On quasi-stationary Mean Field Games models

TL;DR

This paper studies quasi-stationary Mean Field Games with myopic players, establishing conditions for solutions and demonstrating exponential convergence to equilibrium under specific assumptions.

Contribution

It introduces a new class of quasi-stationary MFG models, providing existence, uniqueness, and convergence results with rigorous derivations from N-player games.

Findings

Existence and uniqueness of classical solutions under certain conditions.

Population converges exponentially fast to the ergodic equilibrium.

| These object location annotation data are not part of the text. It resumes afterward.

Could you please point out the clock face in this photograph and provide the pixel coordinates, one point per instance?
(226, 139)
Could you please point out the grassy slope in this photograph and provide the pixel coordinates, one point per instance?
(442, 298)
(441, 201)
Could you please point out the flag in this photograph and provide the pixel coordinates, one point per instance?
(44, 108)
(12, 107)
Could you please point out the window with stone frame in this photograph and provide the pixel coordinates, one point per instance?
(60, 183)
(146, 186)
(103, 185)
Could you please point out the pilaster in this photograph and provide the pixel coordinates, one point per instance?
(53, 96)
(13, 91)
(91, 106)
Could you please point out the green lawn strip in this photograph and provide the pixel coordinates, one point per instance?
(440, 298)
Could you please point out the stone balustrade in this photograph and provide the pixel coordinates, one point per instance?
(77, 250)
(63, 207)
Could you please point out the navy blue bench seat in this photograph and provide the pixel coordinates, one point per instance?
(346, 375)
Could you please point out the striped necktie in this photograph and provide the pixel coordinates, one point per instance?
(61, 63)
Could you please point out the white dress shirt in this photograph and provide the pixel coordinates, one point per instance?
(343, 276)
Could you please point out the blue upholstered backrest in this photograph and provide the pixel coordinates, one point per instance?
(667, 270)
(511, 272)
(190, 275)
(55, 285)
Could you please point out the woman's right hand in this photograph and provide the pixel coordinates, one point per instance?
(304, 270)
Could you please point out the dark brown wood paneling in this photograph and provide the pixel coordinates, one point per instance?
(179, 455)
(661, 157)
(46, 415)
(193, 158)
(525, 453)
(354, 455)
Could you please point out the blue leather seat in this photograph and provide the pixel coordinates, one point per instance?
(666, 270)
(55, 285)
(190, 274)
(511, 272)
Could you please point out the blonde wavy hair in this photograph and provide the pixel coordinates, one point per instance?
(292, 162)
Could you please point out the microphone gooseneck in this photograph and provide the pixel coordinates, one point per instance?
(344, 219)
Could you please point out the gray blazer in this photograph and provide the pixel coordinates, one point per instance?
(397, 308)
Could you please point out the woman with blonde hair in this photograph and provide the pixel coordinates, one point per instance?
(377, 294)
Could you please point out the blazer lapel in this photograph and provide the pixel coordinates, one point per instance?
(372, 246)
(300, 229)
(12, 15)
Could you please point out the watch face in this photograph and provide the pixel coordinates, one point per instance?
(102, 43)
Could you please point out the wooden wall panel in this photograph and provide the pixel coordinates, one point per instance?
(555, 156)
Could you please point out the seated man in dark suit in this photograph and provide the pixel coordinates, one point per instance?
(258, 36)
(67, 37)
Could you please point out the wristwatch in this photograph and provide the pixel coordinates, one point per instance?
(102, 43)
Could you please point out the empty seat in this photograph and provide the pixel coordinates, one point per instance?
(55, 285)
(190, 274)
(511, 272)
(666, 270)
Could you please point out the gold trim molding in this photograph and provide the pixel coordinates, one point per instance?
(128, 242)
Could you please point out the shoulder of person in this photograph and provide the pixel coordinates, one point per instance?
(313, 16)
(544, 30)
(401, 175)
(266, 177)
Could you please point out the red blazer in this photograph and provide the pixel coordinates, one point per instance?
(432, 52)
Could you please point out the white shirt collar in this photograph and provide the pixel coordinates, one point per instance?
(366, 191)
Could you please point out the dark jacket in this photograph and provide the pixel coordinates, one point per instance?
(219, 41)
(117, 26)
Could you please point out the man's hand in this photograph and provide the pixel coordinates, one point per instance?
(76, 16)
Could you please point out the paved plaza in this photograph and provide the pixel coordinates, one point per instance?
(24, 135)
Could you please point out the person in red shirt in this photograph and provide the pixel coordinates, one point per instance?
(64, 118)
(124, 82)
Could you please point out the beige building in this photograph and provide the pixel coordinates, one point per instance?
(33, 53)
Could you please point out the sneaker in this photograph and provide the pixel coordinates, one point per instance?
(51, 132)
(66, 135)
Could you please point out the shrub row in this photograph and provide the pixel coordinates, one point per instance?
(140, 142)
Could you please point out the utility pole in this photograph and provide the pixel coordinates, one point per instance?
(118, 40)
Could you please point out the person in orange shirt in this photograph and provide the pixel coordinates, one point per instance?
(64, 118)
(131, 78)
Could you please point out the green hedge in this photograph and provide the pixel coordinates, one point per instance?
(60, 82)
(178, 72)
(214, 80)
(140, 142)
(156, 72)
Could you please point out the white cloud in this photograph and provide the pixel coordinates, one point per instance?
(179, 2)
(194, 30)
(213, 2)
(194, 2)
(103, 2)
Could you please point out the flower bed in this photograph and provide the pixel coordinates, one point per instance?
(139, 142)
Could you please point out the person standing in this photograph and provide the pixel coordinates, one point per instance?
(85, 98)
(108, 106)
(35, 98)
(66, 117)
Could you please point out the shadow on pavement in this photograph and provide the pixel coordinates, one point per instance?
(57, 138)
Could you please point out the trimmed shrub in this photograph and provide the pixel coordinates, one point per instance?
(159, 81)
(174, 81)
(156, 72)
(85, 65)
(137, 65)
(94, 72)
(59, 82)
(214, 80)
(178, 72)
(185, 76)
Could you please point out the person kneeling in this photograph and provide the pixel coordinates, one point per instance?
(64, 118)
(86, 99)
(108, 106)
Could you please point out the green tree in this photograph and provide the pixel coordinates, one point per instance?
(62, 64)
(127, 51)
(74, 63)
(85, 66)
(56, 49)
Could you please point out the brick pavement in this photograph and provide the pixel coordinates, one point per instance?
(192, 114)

Models derived rigorously from N-player stochastic differential games.

Abstract

We explore a mechanism of decision-making in Mean Field Games with myopic players. At each instant, agents set a strategy which optimizes their expected future cost by assuming their environment as immutable. As the system evolves, the players observe the evolution of the system and adapt to their new environment without anticipating. With a specific cost structures, these models give rise to coupled systems of partial differential equations of quasi-stationary nature. We provide sufficient conditions for the existence and uniqueness of classical solutions for these systems, and give a rigorous derivation of these systems from N-players stochastic differential games models. Finally, we show that the population can self-organize and converge exponentially fast to the ergodic Mean Field Games equilibrium, if the initial distribution is sufficiently close to it and the Hamiltonian is quadratic.